About
Nicholson Events is a full-service events production company offering lighting, sound, staging, entertainment, and DJ services across New York, New Jersey, and Connecticut. The company also operates The Knowlton, a venue in Bridgeport, CT featuring artist studios and a mural park, serving corporate clients, social events, and fundraisers.
Company size
1-10
Industry
Events & venue management
Headquarters
Bridgeport, CT
Founded
1994
Missive use cases
Key features
The story of a 35-year events veteran, a virtual assistant, a lot of email, and the tool that finally made the three of them a real team.
Shiran Nicholson has been in events for 35 years. Lighting, sound, staging, entertainment, DJs, if it makes an event happen, Nicholson Events does it. Six years ago, Shiran added a venue to the mix: The Knowlton, a space in Bridgeport, Connecticut with artist studios and a mural park attached. It made sense. A venue was a natural evolution, a different revenue stream for the day he eventually stops DJing.

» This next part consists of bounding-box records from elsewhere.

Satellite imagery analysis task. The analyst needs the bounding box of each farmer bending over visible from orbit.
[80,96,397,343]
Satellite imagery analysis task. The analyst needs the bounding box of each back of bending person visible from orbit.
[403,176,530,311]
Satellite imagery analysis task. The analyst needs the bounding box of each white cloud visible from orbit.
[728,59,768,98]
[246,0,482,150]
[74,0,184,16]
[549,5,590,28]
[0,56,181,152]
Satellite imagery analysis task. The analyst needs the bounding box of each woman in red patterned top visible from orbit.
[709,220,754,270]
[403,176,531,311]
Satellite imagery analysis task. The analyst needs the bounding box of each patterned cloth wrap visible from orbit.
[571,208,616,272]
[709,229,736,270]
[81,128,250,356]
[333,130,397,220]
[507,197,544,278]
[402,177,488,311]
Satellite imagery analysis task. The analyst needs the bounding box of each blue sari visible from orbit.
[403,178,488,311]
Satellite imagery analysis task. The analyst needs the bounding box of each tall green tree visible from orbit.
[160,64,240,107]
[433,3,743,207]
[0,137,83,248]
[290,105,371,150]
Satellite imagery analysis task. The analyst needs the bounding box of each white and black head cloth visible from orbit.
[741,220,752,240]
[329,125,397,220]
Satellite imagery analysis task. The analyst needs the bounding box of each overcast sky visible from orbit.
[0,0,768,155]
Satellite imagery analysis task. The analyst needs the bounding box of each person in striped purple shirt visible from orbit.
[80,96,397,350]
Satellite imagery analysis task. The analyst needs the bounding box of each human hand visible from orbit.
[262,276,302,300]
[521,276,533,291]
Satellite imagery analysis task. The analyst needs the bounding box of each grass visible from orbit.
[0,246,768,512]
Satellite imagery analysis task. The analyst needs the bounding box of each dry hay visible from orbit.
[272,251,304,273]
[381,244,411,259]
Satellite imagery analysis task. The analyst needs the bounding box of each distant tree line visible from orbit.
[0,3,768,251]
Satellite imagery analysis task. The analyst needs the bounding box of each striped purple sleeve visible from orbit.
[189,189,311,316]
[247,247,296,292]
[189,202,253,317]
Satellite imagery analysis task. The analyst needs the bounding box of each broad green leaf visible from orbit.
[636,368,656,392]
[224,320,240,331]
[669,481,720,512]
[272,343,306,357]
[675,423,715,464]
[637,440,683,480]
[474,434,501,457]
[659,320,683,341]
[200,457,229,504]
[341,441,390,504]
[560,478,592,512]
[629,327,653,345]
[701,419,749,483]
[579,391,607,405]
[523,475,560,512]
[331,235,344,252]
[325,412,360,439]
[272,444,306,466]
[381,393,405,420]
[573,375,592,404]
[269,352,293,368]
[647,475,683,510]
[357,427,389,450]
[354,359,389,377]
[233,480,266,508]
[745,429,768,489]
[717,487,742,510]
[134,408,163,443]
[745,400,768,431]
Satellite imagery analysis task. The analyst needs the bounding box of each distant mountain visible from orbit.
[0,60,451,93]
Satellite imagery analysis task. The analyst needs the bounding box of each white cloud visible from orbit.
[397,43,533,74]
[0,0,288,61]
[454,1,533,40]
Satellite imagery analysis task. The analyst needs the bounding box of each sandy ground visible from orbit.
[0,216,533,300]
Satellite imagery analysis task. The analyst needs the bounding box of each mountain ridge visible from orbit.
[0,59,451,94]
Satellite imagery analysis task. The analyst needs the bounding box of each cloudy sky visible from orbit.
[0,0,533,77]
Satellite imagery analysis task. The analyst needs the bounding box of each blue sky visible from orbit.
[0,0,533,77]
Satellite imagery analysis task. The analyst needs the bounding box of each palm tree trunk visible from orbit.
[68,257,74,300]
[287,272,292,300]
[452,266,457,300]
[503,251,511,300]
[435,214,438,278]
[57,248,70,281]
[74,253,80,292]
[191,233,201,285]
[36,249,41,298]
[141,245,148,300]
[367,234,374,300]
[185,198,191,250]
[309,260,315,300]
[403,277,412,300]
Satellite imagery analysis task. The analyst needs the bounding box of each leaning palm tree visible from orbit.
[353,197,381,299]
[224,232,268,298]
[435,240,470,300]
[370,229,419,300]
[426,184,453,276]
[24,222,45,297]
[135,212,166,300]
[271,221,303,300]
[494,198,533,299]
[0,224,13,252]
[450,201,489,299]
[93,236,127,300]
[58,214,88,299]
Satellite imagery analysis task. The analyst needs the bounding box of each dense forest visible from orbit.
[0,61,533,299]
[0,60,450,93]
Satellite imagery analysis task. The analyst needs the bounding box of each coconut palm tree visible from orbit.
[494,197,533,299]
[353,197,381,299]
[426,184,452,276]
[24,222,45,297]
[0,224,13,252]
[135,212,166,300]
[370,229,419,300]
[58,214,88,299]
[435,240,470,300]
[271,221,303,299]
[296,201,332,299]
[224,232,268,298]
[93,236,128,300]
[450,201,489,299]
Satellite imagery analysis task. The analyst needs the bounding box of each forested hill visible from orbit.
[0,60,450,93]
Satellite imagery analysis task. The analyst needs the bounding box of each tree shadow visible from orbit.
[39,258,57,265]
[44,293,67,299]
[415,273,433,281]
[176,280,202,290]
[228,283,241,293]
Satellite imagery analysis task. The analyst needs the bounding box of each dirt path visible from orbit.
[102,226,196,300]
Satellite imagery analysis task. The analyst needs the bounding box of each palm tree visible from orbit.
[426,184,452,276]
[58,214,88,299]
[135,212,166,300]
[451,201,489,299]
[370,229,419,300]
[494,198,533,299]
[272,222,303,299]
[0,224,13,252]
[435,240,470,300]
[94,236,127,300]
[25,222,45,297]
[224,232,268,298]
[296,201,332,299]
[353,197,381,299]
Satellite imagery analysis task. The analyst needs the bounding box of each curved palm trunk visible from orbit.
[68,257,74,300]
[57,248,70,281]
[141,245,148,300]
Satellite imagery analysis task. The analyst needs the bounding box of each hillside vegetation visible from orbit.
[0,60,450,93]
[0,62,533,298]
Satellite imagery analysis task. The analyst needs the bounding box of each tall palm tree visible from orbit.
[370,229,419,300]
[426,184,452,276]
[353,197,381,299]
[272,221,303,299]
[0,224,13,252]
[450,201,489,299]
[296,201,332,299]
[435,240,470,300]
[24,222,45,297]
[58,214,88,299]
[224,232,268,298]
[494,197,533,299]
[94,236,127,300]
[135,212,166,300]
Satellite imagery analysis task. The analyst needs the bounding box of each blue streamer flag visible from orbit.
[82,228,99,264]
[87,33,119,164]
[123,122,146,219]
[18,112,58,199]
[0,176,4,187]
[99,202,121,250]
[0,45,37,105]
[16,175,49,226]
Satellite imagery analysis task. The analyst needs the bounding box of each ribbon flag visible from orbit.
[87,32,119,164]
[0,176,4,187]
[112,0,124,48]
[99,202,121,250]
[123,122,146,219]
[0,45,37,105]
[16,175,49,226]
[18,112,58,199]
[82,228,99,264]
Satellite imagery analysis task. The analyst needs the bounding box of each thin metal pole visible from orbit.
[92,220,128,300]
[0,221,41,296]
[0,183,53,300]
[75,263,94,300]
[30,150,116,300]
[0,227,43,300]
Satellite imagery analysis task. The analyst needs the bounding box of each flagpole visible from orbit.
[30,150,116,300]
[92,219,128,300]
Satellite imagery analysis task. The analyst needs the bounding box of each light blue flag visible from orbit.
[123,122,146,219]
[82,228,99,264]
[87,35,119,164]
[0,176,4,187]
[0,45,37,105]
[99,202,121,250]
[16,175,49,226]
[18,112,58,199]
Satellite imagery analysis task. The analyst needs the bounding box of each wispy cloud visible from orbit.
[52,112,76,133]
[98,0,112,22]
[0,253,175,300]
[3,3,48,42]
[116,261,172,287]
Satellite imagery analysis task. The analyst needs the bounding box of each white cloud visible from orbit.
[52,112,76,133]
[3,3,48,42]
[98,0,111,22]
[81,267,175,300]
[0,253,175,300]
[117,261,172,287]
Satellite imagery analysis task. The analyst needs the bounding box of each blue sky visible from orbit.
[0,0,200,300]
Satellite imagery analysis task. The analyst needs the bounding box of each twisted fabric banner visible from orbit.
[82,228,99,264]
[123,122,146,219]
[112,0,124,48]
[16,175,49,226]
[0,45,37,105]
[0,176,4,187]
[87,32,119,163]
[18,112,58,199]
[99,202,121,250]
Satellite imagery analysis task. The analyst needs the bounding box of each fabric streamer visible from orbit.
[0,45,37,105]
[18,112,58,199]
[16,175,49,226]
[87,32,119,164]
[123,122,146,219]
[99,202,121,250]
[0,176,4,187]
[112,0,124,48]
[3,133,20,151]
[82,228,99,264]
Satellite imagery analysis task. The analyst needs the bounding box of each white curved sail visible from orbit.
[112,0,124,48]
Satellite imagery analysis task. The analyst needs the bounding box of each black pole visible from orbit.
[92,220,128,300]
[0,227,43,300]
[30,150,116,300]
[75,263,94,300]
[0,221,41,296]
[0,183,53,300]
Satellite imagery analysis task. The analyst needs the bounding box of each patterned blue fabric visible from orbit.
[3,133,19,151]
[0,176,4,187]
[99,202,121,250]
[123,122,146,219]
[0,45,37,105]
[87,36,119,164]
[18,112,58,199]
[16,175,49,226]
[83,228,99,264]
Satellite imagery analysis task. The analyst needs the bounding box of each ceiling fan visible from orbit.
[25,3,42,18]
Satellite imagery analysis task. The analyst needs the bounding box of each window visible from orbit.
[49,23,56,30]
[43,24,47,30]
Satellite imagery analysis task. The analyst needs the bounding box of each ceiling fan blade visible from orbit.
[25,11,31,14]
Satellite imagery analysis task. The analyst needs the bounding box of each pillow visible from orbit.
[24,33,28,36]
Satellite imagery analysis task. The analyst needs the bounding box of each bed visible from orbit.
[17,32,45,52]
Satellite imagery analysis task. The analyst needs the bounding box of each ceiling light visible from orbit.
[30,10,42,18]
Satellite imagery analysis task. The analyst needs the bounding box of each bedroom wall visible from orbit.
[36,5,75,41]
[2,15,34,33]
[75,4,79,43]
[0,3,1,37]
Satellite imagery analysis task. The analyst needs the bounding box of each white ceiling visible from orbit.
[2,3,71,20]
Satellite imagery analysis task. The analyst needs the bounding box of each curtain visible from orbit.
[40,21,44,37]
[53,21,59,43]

(He's still DJing, for the record.)
The business serves corporate clients, social events, and fundraisers, typically 150 to 350 guests. Alongside Shiran, there's a building manager who keeps The Knowlton running, and a virtual assistant who works off site. Three people, about ten email addresses, and a whole lot of moving parts.
For years, Apple Mail worked well enough. Shiran had his personal inbox, the building manager had hers, and they shared access to a generic info@ address. When things needed to be coordinated, they talked in person. Walked down the hall. Figured it out.
The problem wasn't that the system broke. It just wasn't built for teams.
"She asks, 'Hey, did you see this?' And I'm like, 'I already took care of that,'" Shiran recalls. "There was a lot of that." Time is the most valuable commodity and losing time on emails is one of the worst ways to waste it.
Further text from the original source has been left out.